Friends identify the victim as grad student Abdulwahab Omira, a Syrian refugee.
The university confirmed the driver was seen speeding up before running into Omira, making eye contact with him, and shouting threatening words at him and his people.
One of his friends is Yousef Abuhashem who arrived from Gaza two years ago to study at Stanford.
"I just came from the hospital," Abuhashem told KTVU. "This morning he started losing sensation in his left leg. The doctors still don’t know why, but it’s really scary and it’s mentally and psychologically way more traumatizing."
Omira wrote from his hospital bed that he was hit by someone screaming "F--- you and your people" who has "previously shown animosity towards my community."

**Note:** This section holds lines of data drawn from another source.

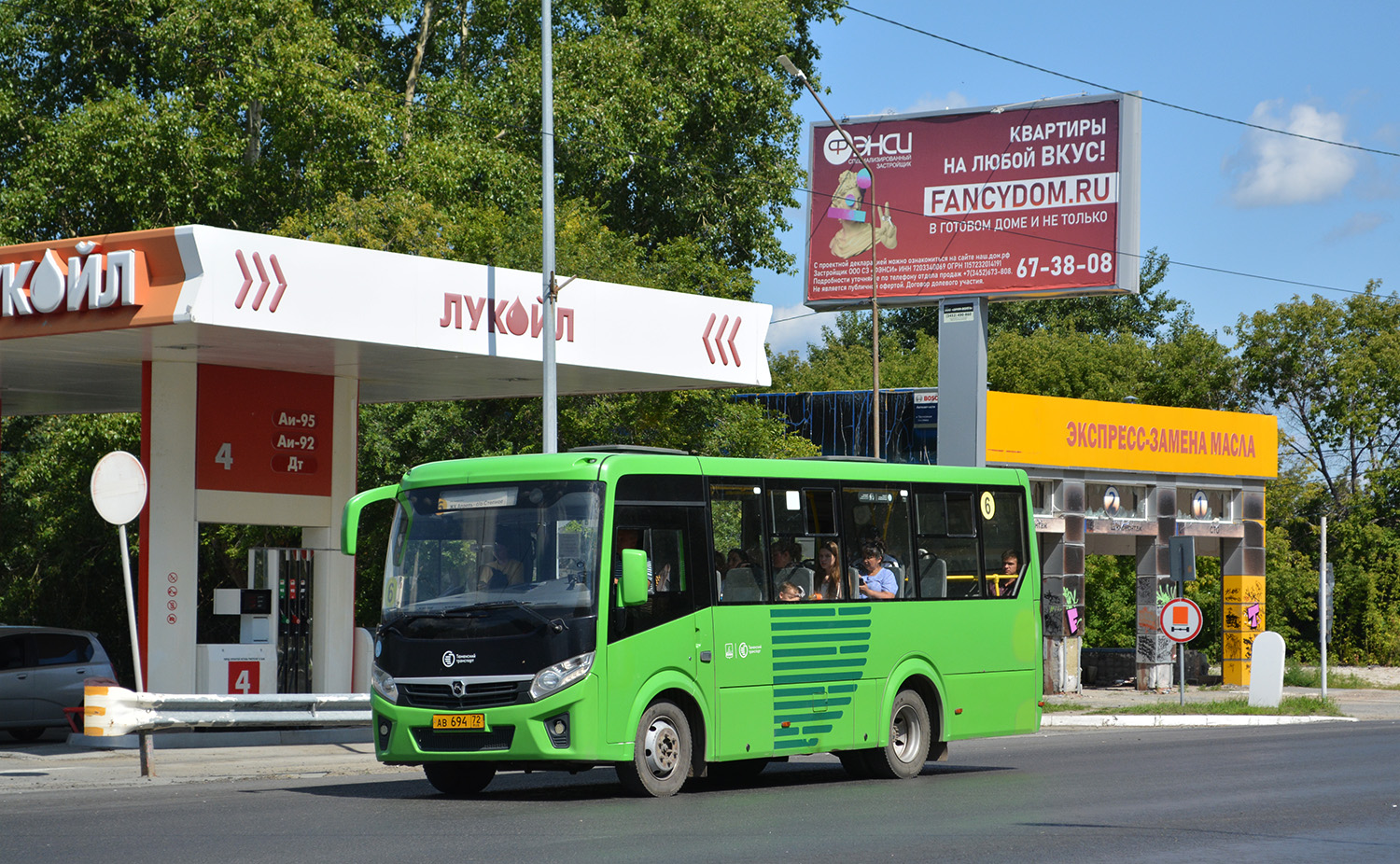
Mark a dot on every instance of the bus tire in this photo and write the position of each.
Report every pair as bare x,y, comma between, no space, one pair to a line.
661,752
910,735
459,779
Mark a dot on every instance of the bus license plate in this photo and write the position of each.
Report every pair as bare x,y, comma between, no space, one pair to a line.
458,721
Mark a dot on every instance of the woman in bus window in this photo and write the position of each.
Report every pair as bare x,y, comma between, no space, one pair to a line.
829,584
876,581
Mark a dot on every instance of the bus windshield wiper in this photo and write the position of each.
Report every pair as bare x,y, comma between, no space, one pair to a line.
554,625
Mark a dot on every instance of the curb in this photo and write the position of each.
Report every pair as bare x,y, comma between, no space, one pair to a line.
1181,720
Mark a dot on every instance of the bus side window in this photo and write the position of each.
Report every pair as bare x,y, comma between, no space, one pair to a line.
1004,541
672,536
736,522
949,564
879,514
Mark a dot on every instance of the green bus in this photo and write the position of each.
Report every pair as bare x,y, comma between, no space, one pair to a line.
682,617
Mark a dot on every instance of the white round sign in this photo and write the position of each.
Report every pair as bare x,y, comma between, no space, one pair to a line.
119,488
1181,620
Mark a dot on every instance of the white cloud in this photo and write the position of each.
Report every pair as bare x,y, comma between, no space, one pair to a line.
1357,226
794,327
1280,170
929,103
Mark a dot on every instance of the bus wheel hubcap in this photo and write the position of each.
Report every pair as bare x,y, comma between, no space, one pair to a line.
904,734
663,746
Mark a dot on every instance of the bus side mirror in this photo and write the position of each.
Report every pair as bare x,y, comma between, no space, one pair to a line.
633,578
350,516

The victim describes the suspect as a white man in his mid-20s with short-blond hair, a beard, and glasses.
The suspect was driving a black Toyota 4-runner SUV.
Omira said it took six hours for the university to send out an alert to students.
Tensions are high at Stanford where student protests over the Israel-Hamas conflict are taking place.
"I think it was delayed by probably too long," Aidan Delgass said.
Delgass took part in a sit-in on campus where students have been camped out for two weeks in defense of the Palestinian people.
He fears for the safety of his Arab and Muslim classmates.
"There are verbal assaults and people having their bags run over by bicycles," Delgass said.
Tia Geri is part of a large display in defense of Israel, calling on Hamas to release the hostages, with one heart-shaped balloon for each of them.
She condemns the hit-and-run.
"We were horrified that happened. Violence has no place at Stanford," Geri said.
Abuhashem took his security concerns to the provost two weeks ago.
"Are you waiting for someone to be hit or be killed to say something? She didn’t respond, and yesterday someone was hit in a murder attempt," Abuhashem said.
A spokesperson for Stanford tells KTVU that the university sent out their alert as soon as there was enough information from California Highway Patrol which is handling the investigation.
Anyone with any information about the incident is asked to contact CHP.